Security measures overlook some students’ needs

Casey Metcalf

The wheelchair accessible button outside of the front doors can only work when the buzzer is pressed and the front office is notified. Some students, however, cannot reach the buzzer, needing assistance to enter the school when they did not need help prior to this change.

Casey Metcalf, Staff Writer

With all the new security measures being taken, the latest one to be implemented is the use of the security door and buzzer at the main entrance of the school, which alerts the attendance office when someone needs to enter the building. Press the button, the office camera shows you out there, and you are buzzed in. While this is simply inconvenient for the masses, it is more than that for some students. For some students, it can change their whole day, and make it difficult to be independent.

Previously, the door had a wheelchair accessible button that could be pressed to open the door, but with the new security system where you must be buzzed in, the wheelchair button no longer opens the entryway. Instead, you must press the intercom, talk to the office, have them buzz you in, and then finally press the accessible button. While this isn not a problem for most, there are students in the school that are physically unable to reach up and press the buzzer, due to it being higher up than the accessible button.

This makes it extremely difficult for students who have wheelchairs and are not able to reach the buzzer to go throughout the day independently.
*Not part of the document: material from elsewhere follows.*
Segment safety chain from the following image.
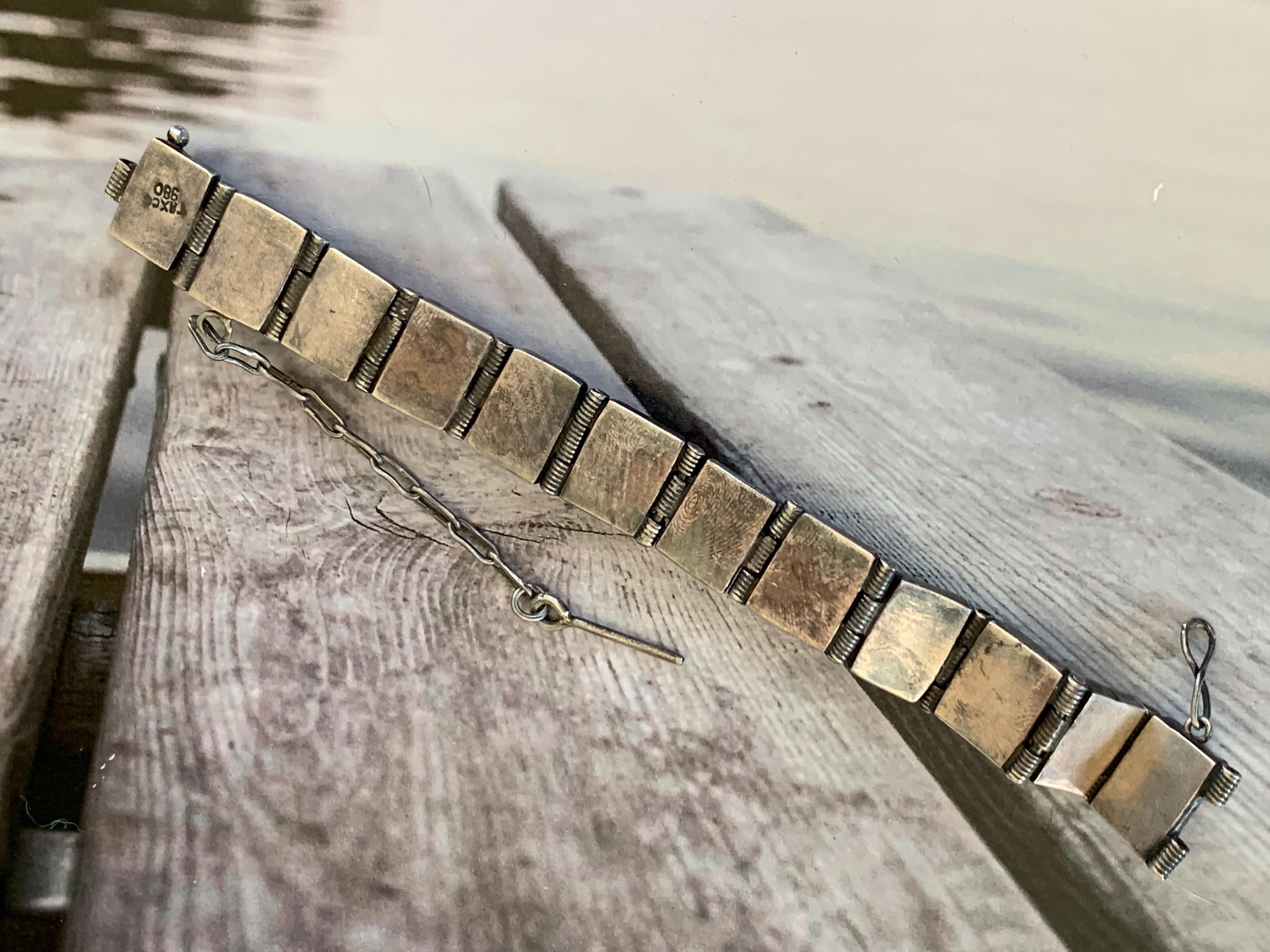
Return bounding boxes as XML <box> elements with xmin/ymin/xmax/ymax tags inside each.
<box><xmin>189</xmin><ymin>311</ymin><xmax>683</xmax><ymax>664</ymax></box>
Getting into the school is something most students take for granted, but this fault in the security system is a completely unnecessary hassle for a significant population at the high school.

KT Menke, one of the Special Education Associates, has concerns about the new installment on the building. “The goal of all of our students is as much independence as possible,” Menke said. “So [the door] kind of takes a little bit of their independence away.” The thought that certain students in the school are unable to do something they have always been able to do, just because of a few inches in placement, is crazy.

The simple solution would have been to place the buzzer immediately next to the accessible button, but secretary Kathy Hammans, who handles opening the door and controlling the intercom, has never heard of the problem. “If there are specific students that cannot open [the door], we really need to know about that,” Hammans said. “Nobody has ever mentioned that to me.”

If the problem is simply known about, there could most likely be a solution soon.

“Administration is always willing to work with the students needs and put those needs first,” Hammans said. “I know they would instantly do whatever they could do for that. Is there someone who has gone to them with that problem yet? I don’t know, all I know is that I fight with that button after school, trying to get kids outside the building.”

Sometimes all that needs to happen for a problem to be solved is for the problem to be known, and if no one knows that the buzzer is bringing difficulties to students in the school, it’s no wonder no changes have come about. So talk to administration, talk to the attendance office, talk to anyone. Spread the word, and it might just make independence that much easier for your fellow students.